Satellite Shootdown Suprised Planners

Satellite shootdown shows experts don't know a lot about what happens in space.

ByABC News
February 10, 2009, 7:43 PM

March 25, 2008 — -- The recent missile takedown of an ailing U.S. satellite showed that there's still a lot the experts don't know about what happens in space.

"We didn't predict an explosion," says Rear Adm. Brad Hicks, U.S. Navy manager of the Aegis air and space defense program. "But the hydrazine tank did burn for tens of seconds. [The impact] also created smaller pieces than we had predicted. What's still up there [is so small that] it is not showing up in the debris field."

But now that the shootdown has been done once, the capability – which took six weeks to put together – possibly could be duplicated even faster. While U.S. officials say it was a one-time event, they also say they learned a lot that might not have to be repeated for a second anti-satellite (ASAT) mission.

"I wouldn't tell you that [we can't intercept a new space target in less than six weeks]," Hicks says. How quickly an ASAT capability can be reconstituted "depends on the object, how we characterize the orbit and what we understand about the object [and whether we're] killing the satellite or killing something inside the satellite," he says.

There were unexpected obstacles. "[The dead satellite] was not stable," Hicks says. "It was rolling and tumbling and [its gyration] wasn't always the same from one orbit to another, which added to the technical challenge. We tried for six weeks to see what was predictable about what it was doing each orbit, and we just couldn't do it."

As a result, gathering radar and infrared information on the satellite was crucial and the results are considered a huge incentive to rapidly integrate the nation's sensors that are capable of characterizing objects in space.

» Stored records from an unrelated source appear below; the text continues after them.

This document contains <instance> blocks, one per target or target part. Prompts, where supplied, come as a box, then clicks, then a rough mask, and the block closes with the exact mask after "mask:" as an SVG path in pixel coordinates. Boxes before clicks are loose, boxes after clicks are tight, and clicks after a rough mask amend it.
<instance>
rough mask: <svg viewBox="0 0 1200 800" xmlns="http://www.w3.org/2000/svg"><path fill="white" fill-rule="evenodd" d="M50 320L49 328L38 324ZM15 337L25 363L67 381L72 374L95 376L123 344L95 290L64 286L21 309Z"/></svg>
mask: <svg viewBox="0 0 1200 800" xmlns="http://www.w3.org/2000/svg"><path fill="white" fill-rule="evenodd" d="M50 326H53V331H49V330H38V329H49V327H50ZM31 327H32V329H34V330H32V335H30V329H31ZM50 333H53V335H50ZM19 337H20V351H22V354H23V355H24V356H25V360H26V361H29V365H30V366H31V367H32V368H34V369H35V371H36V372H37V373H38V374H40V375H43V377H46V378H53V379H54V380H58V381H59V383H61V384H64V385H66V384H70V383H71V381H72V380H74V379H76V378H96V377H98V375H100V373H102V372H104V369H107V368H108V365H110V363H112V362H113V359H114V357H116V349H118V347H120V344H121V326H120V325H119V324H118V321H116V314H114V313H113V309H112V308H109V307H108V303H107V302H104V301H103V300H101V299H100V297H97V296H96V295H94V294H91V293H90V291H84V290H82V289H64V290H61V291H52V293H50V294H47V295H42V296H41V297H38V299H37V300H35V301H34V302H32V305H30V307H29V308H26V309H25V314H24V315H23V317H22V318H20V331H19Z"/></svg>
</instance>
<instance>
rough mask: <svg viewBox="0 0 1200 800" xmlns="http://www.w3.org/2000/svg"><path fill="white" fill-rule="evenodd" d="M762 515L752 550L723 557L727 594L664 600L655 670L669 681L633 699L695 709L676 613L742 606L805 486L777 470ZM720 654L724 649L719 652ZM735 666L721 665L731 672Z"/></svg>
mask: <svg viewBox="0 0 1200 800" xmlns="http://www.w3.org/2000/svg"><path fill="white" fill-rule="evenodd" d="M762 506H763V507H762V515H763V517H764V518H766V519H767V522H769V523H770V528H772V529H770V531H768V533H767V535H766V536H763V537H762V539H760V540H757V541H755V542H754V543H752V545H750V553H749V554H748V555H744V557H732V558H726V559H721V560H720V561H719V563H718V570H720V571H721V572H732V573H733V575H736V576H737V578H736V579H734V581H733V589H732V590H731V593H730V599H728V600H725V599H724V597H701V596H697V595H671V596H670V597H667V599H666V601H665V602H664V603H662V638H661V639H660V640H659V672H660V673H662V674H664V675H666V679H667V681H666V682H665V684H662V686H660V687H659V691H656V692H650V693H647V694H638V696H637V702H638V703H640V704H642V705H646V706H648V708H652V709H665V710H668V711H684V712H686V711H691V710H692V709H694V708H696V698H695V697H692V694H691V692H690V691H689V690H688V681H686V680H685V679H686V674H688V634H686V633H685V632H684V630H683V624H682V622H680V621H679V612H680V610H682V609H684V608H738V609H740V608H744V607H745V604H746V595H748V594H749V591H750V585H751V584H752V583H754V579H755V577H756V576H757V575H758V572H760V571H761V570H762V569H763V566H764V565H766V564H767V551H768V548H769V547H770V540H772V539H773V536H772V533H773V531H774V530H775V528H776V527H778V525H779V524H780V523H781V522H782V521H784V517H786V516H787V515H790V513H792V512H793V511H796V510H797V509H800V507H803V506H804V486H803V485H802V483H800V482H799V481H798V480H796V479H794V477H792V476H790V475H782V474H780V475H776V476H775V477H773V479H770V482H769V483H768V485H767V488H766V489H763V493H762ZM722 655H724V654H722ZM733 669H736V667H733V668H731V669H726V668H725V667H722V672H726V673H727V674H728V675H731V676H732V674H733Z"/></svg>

"We needed everything to come together to give us the knowledge we needed. It was a totally dead satellite [so there was no maneuvering]," Hicks says. "There were early warning radars. There also were sensors in space. The problem is to not integrate too much. It can rapidly become unaffordable. We're looking at the after action reports and STRATCOM is to pull together [recommendations on future radar integration]."